Феликс Мартынов не услышал команды, он ее почувствовал, понял, что, если не остановить хотя бы одну неприятельскую машину, его товарищи будут смяты, вдавлены в землю, может случиться самое страшное – люди отступят, побегут под пулеметным огнем и будут расстреляны, раздавлены танками.

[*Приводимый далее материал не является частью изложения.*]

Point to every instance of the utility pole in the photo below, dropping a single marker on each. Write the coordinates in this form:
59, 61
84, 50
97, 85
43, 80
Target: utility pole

Феликс полз навстречу танку, не слыша выстрелов ни чужих, ни своих, ничего не видя, кроме широкой стальной груди танка. Он приподнялся, замахнулся и изо всей силы бросил гранаты под правую гусеницу и, стараясь как можно теснее прильнуть к сырой земле, увидел – танк горит.
Ползком Феликс вернулся к своим. Свалился в окоп и, тяжело дыша, прерывисто сказал:
– Все! Готово!
Соломенцев только одобрительно кивнул, и тут раздался страшный грохот. Феликс потерял сознание.
Когда он очнулся, то никак не мог сообразить, какое сейчас время суток – день или вечер. В голове шумело, во рту был железный привкус, хотелось пить.
В окопе возился рядовой Виктор Хомяков, Феликс узнал его по широкой сутулой спине. Сначала Мартынов не понял, чем занят Хомяков, а потом, приподнявшись, разглядел, что он вытаскивает из окопа мертвого, в котором Феликс, к ужасу своему, узнал Соломенцева.
– Витя! – хотел крикнуть Феликс и не смог, а только прохрипел.
Но Хомяков все же услышал.
– Ты живой?
– Витя, помоги мне…
Но Хомяков смотрел не на него, а в сторону, на разрушенный бруствер, вернее на то, что недавно называлось этим военным словом. Целике тоже посмотрел туда – наверху стоял немецкий солдат, стоял спокойно, курил.
Связь со штабом фронта и с соседями была потеряна седьмого октября. Восьмого октября над частями окруженной 19-й армии появились наши самолеты, сбросили продовольствие и боеприпасы. Еще раз самолеты появились девятого – прошли на запад бомбить противника.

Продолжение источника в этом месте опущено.